When you do become aware of something, stay calm. Perhaps more will come. Don't push it. Relax. Afterwards, if you do this with a group, it's always useful to provide an opportunity for anyone to share what happened.

The rocks, the stones and the crystals Hey yung, hey yunga, hey yung. The rocks, the stones and the crystals Hey yung, hey yunga, hey yung. The power of the Earth, The power of the Earth, The power of the Earth, The power of the Earth!

I have been working with these Cross Quarter Days for about thirteen years. Lughnasad is the one I miss more frequently by far than any of the others. I am not sure why this is, but until recently, the groups I associate with do not seem to make so much of an effort to celebrate Lughnasad as they do the other three Cross Quarters. Another thing I would say is that I have found the Summer Solstice to be the most anarchic of the Quarter Days. Perhaps that bleeds over into Lughnasad as well.

In any event, Lughnasad marks that point of the very first loaf of bread, the very initial point where projects that you have started in the darkness of winter, after much shepherding through the Spring, begin to bear fruit at the height of summer.
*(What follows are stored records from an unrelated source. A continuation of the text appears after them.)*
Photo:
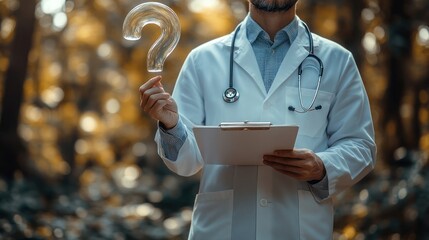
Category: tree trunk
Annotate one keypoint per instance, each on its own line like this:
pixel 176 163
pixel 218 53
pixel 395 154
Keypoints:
pixel 12 150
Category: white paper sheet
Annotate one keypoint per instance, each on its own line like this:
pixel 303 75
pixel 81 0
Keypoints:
pixel 242 143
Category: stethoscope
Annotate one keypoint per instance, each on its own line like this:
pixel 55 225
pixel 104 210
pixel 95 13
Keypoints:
pixel 231 94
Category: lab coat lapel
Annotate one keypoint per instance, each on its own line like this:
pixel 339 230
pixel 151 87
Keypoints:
pixel 245 58
pixel 297 52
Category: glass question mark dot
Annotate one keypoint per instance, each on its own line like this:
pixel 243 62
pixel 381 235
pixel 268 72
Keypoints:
pixel 162 16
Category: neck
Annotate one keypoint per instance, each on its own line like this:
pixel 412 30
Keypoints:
pixel 272 22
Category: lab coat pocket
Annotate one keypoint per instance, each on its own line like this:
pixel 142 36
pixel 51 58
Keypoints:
pixel 315 219
pixel 212 216
pixel 312 123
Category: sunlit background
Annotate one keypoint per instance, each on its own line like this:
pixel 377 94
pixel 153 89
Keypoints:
pixel 78 159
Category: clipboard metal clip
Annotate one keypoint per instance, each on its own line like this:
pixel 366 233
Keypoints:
pixel 246 125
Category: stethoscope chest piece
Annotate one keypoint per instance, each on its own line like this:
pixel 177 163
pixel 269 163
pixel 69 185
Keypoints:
pixel 231 95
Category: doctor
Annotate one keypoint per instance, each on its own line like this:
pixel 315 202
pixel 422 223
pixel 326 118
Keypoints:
pixel 290 197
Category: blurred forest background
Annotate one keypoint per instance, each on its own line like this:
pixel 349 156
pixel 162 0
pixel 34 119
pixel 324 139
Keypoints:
pixel 77 157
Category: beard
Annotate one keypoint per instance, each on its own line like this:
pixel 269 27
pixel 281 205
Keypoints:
pixel 274 5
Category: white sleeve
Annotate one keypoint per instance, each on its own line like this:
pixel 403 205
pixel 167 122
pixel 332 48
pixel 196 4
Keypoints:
pixel 351 147
pixel 187 94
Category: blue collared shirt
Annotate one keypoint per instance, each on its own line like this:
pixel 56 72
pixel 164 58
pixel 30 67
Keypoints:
pixel 270 54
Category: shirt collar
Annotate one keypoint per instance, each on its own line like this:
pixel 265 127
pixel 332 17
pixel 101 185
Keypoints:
pixel 254 31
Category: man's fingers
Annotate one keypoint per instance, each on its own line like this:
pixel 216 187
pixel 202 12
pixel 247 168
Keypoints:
pixel 153 99
pixel 155 81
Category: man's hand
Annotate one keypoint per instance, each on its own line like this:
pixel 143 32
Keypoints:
pixel 301 164
pixel 158 103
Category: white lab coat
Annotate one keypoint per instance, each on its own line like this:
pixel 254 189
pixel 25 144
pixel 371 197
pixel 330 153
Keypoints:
pixel 256 202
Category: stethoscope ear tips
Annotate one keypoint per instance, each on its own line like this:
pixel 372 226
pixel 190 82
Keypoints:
pixel 231 95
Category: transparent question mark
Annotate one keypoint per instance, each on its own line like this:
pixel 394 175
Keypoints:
pixel 166 19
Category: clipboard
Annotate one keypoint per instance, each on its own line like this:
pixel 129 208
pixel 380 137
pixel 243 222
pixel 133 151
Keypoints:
pixel 242 143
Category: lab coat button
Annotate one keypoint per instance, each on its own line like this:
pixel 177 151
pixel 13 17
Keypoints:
pixel 263 202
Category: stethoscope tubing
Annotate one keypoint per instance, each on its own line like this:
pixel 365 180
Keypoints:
pixel 231 94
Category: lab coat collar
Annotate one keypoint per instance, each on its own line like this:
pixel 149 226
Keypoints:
pixel 245 57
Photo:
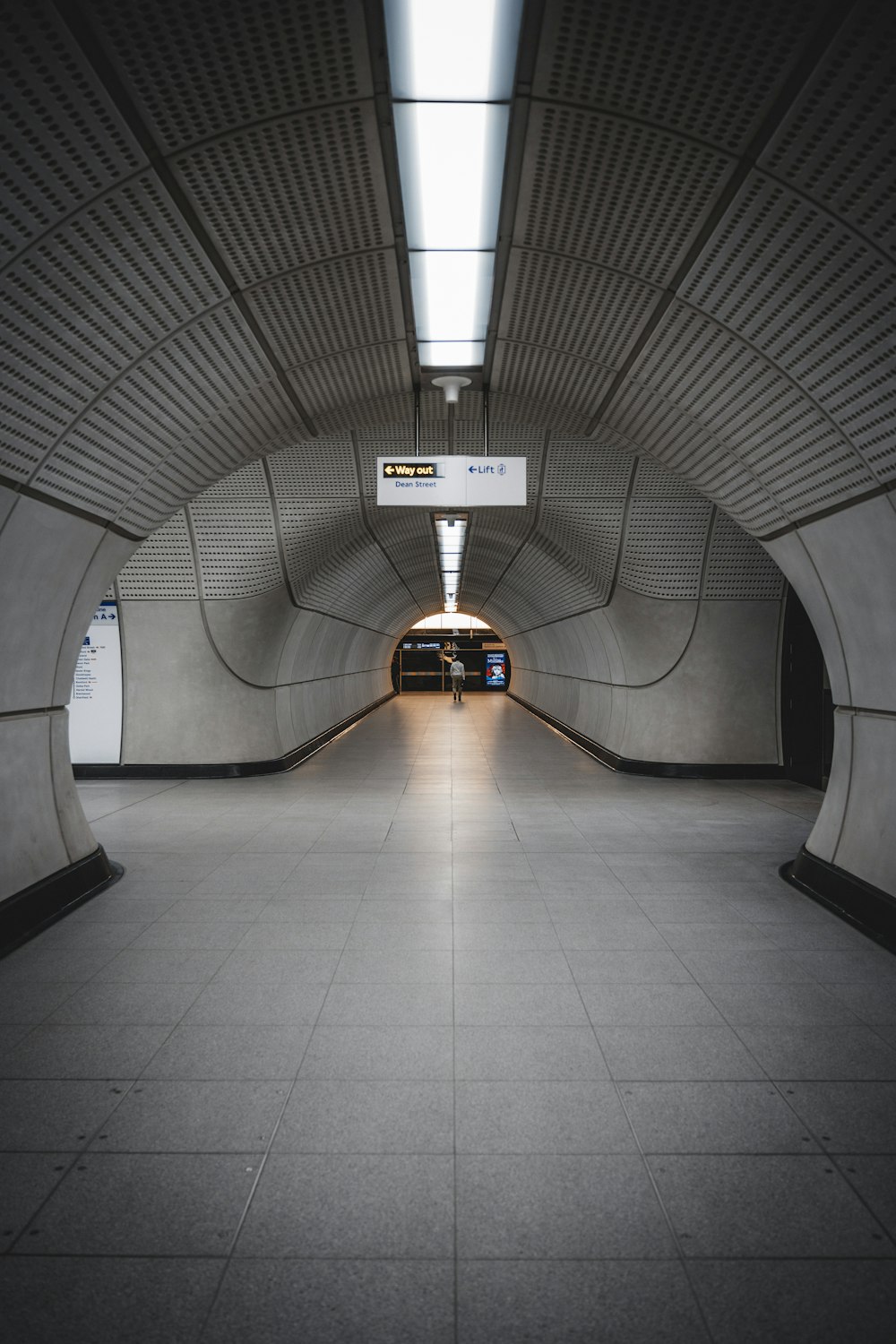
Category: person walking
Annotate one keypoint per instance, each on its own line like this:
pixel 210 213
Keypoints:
pixel 458 674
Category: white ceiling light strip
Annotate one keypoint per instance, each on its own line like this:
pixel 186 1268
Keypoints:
pixel 452 69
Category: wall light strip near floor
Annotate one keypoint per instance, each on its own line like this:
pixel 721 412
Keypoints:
pixel 452 69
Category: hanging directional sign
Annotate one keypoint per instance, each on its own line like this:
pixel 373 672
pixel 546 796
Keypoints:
pixel 457 481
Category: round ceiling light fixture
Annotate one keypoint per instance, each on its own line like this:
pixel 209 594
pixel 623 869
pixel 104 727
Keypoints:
pixel 452 384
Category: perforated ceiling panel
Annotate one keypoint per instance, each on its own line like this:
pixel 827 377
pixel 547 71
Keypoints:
pixel 818 301
pixel 707 70
pixel 198 67
pixel 331 306
pixel 664 547
pixel 648 188
pixel 163 566
pixel 290 193
pixel 64 144
pixel 320 468
pixel 837 145
pixel 737 566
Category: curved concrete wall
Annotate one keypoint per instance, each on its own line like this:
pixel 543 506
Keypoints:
pixel 659 680
pixel 249 679
pixel 844 570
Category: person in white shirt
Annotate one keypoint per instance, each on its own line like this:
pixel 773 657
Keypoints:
pixel 458 674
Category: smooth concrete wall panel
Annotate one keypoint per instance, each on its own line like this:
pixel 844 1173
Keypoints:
pixel 34 846
pixel 711 676
pixel 829 824
pixel 866 841
pixel 250 633
pixel 43 556
pixel 77 835
pixel 182 703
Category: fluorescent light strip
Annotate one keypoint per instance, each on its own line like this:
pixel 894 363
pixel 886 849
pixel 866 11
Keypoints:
pixel 454 66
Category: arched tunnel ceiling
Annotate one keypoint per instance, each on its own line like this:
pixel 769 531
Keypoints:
pixel 204 265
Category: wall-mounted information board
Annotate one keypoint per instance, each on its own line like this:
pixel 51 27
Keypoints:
pixel 94 710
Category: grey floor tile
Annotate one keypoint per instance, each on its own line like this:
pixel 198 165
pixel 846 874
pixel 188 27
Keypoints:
pixel 821 1051
pixel 649 1005
pixel 715 1117
pixel 799 1301
pixel 676 1053
pixel 382 965
pixel 194 1117
pixel 367 1117
pixel 618 967
pixel 541 1117
pixel 785 1207
pixel 335 1301
pixel 45 1116
pixel 257 1003
pixel 24 1004
pixel 874 1182
pixel 172 967
pixel 528 1053
pixel 505 937
pixel 27 1180
pixel 511 967
pixel 99 1050
pixel 324 1207
pixel 126 1004
pixel 387 1005
pixel 751 967
pixel 535 1207
pixel 780 1005
pixel 73 1300
pixel 573 1303
pixel 144 1204
pixel 381 1053
pixel 847 1117
pixel 233 1051
pixel 519 1005
pixel 273 965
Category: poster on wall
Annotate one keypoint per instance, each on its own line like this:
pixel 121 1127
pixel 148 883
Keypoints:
pixel 94 710
pixel 495 671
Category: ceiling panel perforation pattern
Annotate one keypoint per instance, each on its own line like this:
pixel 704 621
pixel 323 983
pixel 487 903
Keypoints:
pixel 198 67
pixel 198 373
pixel 664 547
pixel 708 70
pixel 649 188
pixel 314 531
pixel 817 301
pixel 330 306
pixel 290 193
pixel 583 467
pixel 573 306
pixel 163 566
pixel 237 547
pixel 319 468
pixel 352 376
pixel 755 410
pixel 544 374
pixel 589 532
pixel 737 566
pixel 685 446
pixel 519 409
pixel 62 142
pixel 252 425
pixel 848 161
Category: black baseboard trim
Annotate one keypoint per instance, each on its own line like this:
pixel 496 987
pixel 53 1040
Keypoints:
pixel 869 909
pixel 228 771
pixel 40 905
pixel 661 769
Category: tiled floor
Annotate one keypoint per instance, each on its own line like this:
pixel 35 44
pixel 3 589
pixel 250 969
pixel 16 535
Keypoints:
pixel 449 1035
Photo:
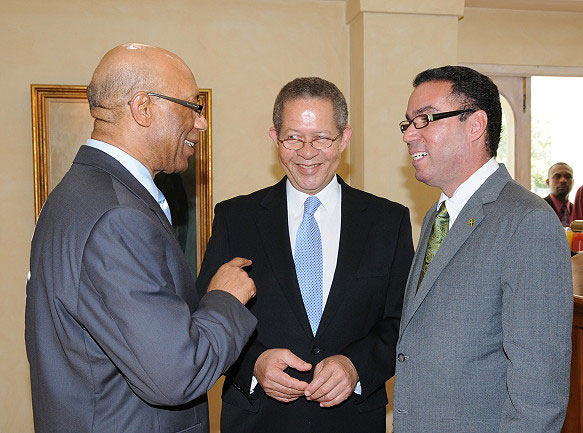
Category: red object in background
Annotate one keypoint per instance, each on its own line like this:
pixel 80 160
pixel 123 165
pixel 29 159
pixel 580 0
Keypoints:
pixel 577 245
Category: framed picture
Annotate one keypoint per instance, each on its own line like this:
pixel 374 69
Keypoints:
pixel 61 123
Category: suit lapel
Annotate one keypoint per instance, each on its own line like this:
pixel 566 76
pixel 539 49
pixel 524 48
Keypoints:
pixel 456 237
pixel 415 271
pixel 272 226
pixel 353 235
pixel 96 158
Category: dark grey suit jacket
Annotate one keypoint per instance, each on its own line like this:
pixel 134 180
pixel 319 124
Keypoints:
pixel 485 342
pixel 116 337
pixel 360 319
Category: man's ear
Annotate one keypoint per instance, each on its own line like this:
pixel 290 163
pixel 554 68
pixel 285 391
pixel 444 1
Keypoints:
pixel 141 109
pixel 273 135
pixel 346 134
pixel 478 122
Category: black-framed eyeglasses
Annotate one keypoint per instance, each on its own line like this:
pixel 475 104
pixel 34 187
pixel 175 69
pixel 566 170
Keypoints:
pixel 198 108
pixel 423 120
pixel 317 143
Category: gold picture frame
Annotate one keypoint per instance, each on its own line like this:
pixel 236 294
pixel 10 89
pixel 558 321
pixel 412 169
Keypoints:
pixel 60 124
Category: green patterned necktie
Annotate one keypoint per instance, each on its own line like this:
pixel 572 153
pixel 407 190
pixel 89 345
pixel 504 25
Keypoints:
pixel 438 232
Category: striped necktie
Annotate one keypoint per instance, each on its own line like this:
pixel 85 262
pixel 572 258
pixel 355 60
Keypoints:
pixel 309 263
pixel 438 232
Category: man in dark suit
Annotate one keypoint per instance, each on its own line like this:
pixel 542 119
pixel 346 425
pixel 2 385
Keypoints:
pixel 116 337
pixel 560 183
pixel 330 263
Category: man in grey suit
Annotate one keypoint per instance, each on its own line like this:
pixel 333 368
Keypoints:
pixel 116 336
pixel 485 337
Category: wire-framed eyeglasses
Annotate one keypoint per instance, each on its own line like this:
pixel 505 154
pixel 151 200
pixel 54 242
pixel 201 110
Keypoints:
pixel 318 143
pixel 422 120
pixel 198 108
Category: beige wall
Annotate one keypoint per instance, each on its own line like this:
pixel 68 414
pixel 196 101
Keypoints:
pixel 506 37
pixel 244 51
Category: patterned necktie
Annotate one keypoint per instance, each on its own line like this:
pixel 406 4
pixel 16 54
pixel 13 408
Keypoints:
pixel 565 215
pixel 309 263
pixel 164 205
pixel 438 232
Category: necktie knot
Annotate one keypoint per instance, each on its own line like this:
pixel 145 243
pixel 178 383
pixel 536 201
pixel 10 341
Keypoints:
pixel 163 203
pixel 438 233
pixel 309 263
pixel 311 205
pixel 442 213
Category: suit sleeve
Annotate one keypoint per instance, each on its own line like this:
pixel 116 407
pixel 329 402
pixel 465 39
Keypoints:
pixel 218 252
pixel 129 305
pixel 374 356
pixel 537 298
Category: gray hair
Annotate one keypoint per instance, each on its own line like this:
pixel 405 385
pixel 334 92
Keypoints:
pixel 311 87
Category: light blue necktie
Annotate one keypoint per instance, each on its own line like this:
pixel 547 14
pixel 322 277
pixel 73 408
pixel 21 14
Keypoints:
pixel 164 205
pixel 309 263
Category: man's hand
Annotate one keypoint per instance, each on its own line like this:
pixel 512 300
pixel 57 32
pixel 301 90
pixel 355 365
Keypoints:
pixel 275 383
pixel 233 279
pixel 334 380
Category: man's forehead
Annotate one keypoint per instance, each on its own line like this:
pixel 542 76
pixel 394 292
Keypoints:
pixel 429 96
pixel 561 169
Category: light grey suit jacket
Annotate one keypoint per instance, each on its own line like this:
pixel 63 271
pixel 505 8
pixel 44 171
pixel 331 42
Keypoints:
pixel 485 343
pixel 116 336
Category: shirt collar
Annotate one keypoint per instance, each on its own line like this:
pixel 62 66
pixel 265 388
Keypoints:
pixel 462 194
pixel 131 164
pixel 329 197
pixel 558 205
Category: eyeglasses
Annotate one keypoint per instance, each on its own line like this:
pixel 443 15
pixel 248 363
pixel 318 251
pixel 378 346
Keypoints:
pixel 423 120
pixel 198 108
pixel 317 143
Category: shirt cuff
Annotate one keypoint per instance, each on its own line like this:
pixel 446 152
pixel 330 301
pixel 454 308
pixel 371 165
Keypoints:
pixel 254 384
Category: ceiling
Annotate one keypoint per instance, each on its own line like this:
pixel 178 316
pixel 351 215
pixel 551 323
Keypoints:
pixel 538 5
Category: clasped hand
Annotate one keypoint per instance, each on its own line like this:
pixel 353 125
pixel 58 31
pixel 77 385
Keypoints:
pixel 334 378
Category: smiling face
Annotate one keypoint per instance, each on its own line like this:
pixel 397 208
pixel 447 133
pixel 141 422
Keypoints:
pixel 310 170
pixel 443 153
pixel 177 131
pixel 560 181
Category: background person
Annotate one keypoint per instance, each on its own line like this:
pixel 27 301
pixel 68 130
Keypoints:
pixel 560 183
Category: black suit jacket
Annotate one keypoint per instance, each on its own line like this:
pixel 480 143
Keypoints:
pixel 360 319
pixel 116 337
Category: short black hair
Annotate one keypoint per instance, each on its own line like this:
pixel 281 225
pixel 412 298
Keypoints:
pixel 311 87
pixel 475 91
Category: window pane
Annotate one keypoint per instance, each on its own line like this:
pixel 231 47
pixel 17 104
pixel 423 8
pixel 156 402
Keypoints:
pixel 556 103
pixel 505 153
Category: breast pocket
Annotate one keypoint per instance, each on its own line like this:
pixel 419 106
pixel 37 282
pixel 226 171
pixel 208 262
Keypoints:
pixel 467 426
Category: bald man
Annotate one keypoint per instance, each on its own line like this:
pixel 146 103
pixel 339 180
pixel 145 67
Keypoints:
pixel 116 336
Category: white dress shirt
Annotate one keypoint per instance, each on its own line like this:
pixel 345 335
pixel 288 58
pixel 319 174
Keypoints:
pixel 328 216
pixel 462 194
pixel 135 167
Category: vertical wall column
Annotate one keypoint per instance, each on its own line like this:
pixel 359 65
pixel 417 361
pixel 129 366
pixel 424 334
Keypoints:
pixel 390 42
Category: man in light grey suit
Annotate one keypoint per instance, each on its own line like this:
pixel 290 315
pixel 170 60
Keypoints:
pixel 116 336
pixel 485 337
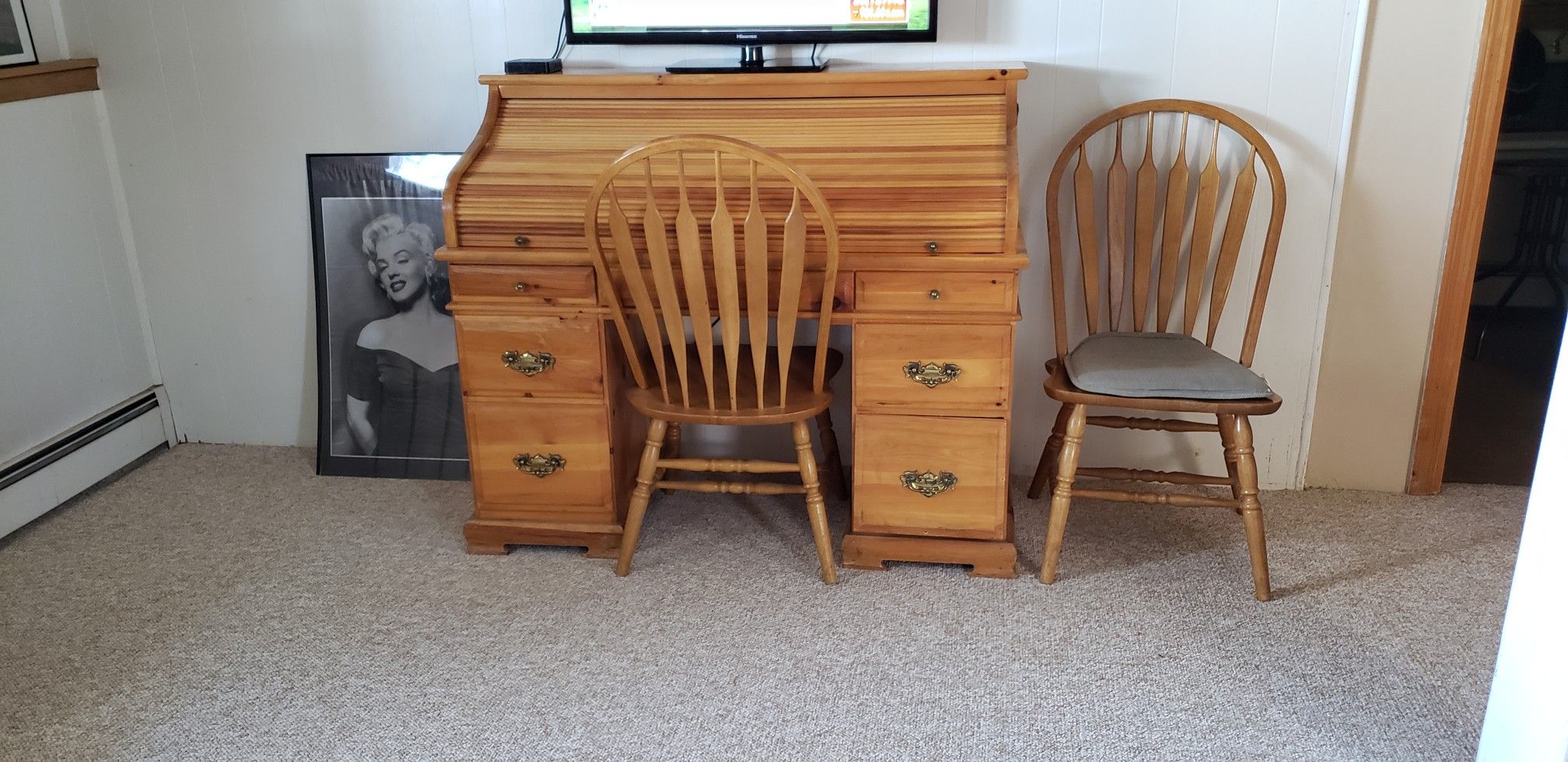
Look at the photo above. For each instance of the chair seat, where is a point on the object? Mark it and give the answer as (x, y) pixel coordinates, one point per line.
(1157, 372)
(1148, 364)
(802, 402)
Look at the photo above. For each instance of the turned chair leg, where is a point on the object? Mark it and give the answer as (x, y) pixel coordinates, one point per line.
(1048, 456)
(640, 495)
(671, 449)
(1241, 444)
(814, 504)
(1230, 456)
(833, 466)
(1062, 495)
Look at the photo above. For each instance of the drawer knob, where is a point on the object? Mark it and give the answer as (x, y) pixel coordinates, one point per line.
(930, 373)
(927, 484)
(538, 464)
(529, 362)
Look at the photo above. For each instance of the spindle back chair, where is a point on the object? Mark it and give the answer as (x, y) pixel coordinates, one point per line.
(733, 268)
(1171, 260)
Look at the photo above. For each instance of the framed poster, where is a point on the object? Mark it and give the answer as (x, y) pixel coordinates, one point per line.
(16, 40)
(389, 400)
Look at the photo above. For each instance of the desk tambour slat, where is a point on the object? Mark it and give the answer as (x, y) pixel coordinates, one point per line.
(921, 171)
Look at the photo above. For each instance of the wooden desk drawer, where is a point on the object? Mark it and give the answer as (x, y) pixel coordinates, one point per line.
(502, 430)
(933, 369)
(532, 284)
(960, 461)
(530, 355)
(935, 292)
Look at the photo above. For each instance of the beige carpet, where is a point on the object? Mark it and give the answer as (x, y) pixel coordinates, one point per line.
(223, 603)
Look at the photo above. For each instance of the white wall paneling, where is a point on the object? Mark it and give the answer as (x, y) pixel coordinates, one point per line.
(214, 107)
(1390, 242)
(72, 342)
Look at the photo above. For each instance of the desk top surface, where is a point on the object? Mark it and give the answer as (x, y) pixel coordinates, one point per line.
(839, 72)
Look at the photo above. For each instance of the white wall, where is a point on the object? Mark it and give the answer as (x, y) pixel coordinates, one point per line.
(1528, 708)
(72, 342)
(1399, 197)
(214, 107)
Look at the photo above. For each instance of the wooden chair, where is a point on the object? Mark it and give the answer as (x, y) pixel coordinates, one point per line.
(744, 267)
(1181, 271)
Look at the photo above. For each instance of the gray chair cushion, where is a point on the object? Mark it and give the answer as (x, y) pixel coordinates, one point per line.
(1128, 364)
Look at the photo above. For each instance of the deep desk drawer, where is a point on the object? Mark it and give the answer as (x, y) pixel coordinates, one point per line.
(933, 369)
(530, 355)
(527, 284)
(935, 292)
(930, 475)
(540, 455)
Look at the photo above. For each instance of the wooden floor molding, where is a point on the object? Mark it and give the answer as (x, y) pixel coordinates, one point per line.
(47, 79)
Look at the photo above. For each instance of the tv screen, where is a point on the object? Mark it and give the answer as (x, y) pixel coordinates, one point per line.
(750, 23)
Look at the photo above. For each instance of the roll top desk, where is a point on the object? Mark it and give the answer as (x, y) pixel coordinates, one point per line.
(921, 170)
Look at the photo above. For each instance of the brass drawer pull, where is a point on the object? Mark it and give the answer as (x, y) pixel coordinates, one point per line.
(527, 362)
(927, 484)
(930, 373)
(538, 464)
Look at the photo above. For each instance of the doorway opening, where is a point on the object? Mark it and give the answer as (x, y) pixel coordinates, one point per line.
(1521, 268)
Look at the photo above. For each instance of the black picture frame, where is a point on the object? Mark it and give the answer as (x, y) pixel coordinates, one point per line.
(751, 37)
(413, 413)
(16, 37)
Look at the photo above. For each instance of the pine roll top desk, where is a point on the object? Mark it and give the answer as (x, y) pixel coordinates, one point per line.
(921, 170)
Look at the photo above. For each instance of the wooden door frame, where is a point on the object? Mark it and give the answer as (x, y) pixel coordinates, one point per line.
(1458, 265)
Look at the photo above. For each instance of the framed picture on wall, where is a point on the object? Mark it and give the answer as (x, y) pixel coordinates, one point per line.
(389, 400)
(16, 40)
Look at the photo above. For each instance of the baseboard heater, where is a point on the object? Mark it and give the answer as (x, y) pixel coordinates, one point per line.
(74, 461)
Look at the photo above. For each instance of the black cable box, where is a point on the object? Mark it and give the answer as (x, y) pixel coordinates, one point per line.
(534, 66)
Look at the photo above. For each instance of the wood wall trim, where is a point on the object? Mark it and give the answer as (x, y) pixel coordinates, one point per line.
(47, 79)
(1458, 265)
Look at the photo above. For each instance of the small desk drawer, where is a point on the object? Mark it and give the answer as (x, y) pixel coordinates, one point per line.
(530, 355)
(935, 292)
(565, 453)
(532, 284)
(960, 463)
(933, 367)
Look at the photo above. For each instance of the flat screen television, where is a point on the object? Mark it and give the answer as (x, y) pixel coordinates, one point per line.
(748, 24)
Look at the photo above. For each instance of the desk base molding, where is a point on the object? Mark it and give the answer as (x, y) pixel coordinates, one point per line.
(989, 558)
(492, 537)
What in your life is at that point?

May Lugh Long Arm Be With You!


Hope, Murry. 1987. Practical Celtic Magic. Thorsons Publishing Group, Wellingborough, Northamptonshire, England: Aquarian Press. The best quick reference work on things Celtic that I know of. Ross, Anne, Dr. 1986. Druids, Gods & Heroes from Celtic Mythology. Peter Lowe Publishers. My favorite book of Celtic Mythology.